Jean-Daniel Perkins, 37, was convicted of defrauding American Express, SunTrust Bank and hundreds of credit card holders, the U.S. Attorney’s Office said in a news release. The charges against him included bank fraud, credit card fraud and aggravated identity theft.
“This defendant was a habitual fraudster and a world-class manipulator,” U.S. Attorney Sally Quillian Yates said in the statement. “He bought, sold, and traded in other people’s personal information to enrich himself, and he tried to manipulate the court system to his own advantage.”
U.S. District Judge Julie E. Carnes pronounced the sentence on a “tentative” basis because Perkins refused to attend the hearing, the U.S. Attorney’s Office said. He also refused to meet with his lawyer to discuss the potential sentence.
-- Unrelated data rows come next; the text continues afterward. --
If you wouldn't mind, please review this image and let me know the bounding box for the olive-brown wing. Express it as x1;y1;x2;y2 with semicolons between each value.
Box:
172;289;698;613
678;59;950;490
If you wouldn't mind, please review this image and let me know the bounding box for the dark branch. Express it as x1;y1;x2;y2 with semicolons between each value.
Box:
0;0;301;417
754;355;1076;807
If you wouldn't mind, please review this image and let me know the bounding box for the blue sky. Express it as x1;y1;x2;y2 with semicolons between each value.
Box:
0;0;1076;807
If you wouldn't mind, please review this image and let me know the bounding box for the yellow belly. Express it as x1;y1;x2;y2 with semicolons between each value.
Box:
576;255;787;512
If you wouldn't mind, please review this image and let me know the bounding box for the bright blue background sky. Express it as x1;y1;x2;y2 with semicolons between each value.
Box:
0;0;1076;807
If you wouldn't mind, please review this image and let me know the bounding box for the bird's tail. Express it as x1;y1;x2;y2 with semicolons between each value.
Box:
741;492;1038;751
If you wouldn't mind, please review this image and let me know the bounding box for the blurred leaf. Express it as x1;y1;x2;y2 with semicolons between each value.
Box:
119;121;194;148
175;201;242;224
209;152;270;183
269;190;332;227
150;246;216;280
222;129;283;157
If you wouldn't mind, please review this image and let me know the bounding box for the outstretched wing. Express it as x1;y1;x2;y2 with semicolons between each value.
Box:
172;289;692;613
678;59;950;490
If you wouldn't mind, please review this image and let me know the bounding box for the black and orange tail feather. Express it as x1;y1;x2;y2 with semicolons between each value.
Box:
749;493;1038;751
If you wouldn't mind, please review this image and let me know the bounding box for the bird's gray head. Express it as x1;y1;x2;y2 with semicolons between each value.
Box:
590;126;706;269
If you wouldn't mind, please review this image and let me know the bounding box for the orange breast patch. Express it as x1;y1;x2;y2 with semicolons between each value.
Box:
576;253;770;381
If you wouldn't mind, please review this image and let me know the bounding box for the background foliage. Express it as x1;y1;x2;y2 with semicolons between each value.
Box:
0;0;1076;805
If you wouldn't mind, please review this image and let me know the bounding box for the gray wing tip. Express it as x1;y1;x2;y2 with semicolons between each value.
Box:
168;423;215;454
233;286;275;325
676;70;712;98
Perkins has 30 days to file any objections to the sentence before it becomes final.
Prosecutors said Perkins ran several schemes from November 2008 through February 2010, among them:
- He encoded credit cards with the account data purchased from a source in the Ukraine and used the cards.
- He obtained internal SunTrust account information and impersonated account holders to transfer money from their accounts to ones he controlled, including transferring more than $3.5 million while pretending to be the president of a construction company; SunTrust recovered that money.
- He set up fake merchant accounts with American Express to allow him to accept credit cards as payment for nonexistent goods and services, then used stolen account information for hundreds of card holders to run fraudulent transactions.
Law enforcement officials seized hundreds of counterfeit credit cards and the items used to make them, authorities said. Perkins had approximately 100,000 credit card numbers on his digital devices, they said.
Perkins was convicted in June 2012 after a five-day jury trial that he viewed via a live video and audio feed while staying in a cell at the courthouse.
He must pay more than $500,000 in restitution. After his prison time, he must serve five years of supervised release.